I would suggest using the radius at the perihelion (closest approach). In the classical approximation this is r = alpha / ( 1 + epsilon). The astronomers usually give alpha and epsilon. The orbital velocity is the relativistic velocity:

v = gamma (X dot squared + Y dot squared) power half

If the code gives X dot and Y dot then v can be calculated. To start with the parameters which you used to get a precessing ellipse can be adjusted to give a precession of 39 degrees per orbit. I agree that the problem could be worked out entirely without adjustables. To start with data can be used in the solar system, where orbits are known with precision, r is known at the perihelion, and M is the mass of the sun.

To: EMyrone@aol.com

Sent: 11/04/2017 19:54:05 GMT Daylight Time

Subj: Re: PS Numerical Estimate of the Precession in Quasar OJ287

The precession angle per orbit must be determined by some additional code from the numerical solution. The relativistic method is a first-principles method in the sense that no adjustable parameters are needed. We need the orbital radius and the velocity of the mass m at a certain point of time. If M is not known, we can use it to adjust the precession angle to the observed value.

Horst

Am 11.04.2017 um 10:58 schrieb EMyrone:

With such a large precession of 39 degrees per orbit, many orders of magnitude bigger than in the solar system, it should be possible to adjust conditions to use the experimentally observed mass M to find the precession numerically, and to measure it graphically.

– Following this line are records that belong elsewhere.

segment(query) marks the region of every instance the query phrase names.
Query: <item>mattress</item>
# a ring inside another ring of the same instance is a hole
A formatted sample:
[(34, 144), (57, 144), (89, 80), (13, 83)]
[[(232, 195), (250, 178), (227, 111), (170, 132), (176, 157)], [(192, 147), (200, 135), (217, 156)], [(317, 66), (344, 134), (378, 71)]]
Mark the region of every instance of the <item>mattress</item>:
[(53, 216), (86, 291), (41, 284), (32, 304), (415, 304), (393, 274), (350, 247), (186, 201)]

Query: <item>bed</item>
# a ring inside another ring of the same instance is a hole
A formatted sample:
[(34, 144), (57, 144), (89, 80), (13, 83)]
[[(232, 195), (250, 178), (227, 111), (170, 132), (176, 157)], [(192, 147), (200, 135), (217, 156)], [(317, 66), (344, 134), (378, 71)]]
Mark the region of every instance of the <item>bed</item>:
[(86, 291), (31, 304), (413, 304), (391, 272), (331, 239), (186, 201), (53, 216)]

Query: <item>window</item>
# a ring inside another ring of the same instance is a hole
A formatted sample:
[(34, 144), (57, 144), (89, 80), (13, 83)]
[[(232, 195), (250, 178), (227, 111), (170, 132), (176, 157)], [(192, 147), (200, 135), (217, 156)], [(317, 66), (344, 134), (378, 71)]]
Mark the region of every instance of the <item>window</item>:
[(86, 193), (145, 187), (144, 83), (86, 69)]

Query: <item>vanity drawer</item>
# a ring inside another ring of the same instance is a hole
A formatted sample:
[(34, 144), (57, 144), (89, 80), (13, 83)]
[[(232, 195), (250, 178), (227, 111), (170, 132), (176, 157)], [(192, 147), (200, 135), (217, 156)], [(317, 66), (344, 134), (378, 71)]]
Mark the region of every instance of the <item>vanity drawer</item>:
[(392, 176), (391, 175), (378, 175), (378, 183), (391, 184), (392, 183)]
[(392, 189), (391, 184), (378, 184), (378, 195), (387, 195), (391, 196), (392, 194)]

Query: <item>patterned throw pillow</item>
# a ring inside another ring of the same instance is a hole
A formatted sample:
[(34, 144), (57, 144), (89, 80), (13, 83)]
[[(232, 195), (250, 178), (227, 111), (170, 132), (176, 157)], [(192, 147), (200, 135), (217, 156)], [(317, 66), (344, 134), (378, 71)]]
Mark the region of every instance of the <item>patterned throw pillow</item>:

The new equation of motion is:

r bold double dot = (gamma MG / r cubed) ( v bold (v bold dot r bold) / c squared – r bold

so only M is used. Here gamma is the Lorentz factor. It is not clear how the astronomers estimated M. The above equation can be used to find M by matching the experimentally observed precession of 39 degrees per orbit to the theoretical result. The equation is not soluble analytically but this is no problem because the numerical solution is very precise.